This repository demos an approach to ensure multiple processes are always running using the same synchronization. The approach:
- Every process holds a copy of current and future configuration.
- Every configuration has a start time which informs the process when the configuration becomes current configuration.
- At the time defined in the configuration all the processes switch to the new configuration. Any tasks starting at or after this time will be using new configuration.
- Every process must obtain the configuration information from configuration store.
- Process is forbidden to perform any tasks unless it can verify it has the latest version of the configuration.
- System must define new configuration in advance to give enough time for processes to read it.
Assumption: processes synchronize using their clocks, so clock drift must be in an acceptable range.

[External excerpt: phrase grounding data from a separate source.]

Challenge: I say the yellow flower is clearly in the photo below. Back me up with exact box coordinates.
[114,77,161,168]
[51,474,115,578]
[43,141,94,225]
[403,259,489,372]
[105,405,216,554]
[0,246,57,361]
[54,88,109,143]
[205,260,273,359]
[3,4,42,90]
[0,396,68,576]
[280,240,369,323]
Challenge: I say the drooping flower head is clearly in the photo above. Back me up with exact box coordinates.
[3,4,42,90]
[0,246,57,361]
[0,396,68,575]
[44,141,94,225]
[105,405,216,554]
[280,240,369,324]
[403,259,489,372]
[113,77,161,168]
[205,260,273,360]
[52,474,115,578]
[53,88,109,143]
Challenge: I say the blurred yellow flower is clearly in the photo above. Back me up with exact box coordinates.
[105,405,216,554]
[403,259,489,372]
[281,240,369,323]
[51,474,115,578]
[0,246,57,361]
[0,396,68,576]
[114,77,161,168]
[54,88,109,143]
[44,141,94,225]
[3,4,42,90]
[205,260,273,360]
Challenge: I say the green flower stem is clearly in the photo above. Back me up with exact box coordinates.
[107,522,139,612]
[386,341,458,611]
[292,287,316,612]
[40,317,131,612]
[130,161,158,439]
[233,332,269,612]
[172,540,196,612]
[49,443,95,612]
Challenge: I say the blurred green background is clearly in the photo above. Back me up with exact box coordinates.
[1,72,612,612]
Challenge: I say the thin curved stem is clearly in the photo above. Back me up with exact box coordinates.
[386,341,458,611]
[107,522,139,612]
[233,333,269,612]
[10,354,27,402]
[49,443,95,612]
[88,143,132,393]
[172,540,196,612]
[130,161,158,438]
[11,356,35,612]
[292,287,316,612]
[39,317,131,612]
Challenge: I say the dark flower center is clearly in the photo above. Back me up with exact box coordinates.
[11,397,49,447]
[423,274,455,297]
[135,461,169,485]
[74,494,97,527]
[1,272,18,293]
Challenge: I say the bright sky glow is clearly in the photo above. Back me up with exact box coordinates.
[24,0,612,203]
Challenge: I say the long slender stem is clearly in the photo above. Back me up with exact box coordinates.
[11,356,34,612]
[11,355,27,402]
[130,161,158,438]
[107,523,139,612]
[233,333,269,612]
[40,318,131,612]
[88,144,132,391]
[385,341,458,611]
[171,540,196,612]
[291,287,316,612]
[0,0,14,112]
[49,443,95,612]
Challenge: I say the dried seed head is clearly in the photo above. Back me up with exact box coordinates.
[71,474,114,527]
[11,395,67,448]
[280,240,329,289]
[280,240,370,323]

Minimum time that should be reserved for propagation delay depends on the number of processes, caching strategies, acceptable load on the configuration store and stability of the network. Assuming 150 process running at the same time, AWS as the cloud provider, Postgres as the configuration store, Redis as a cache and short lived process side caching I would start by giving the system 1 minute for propagation delay and tune it further from there.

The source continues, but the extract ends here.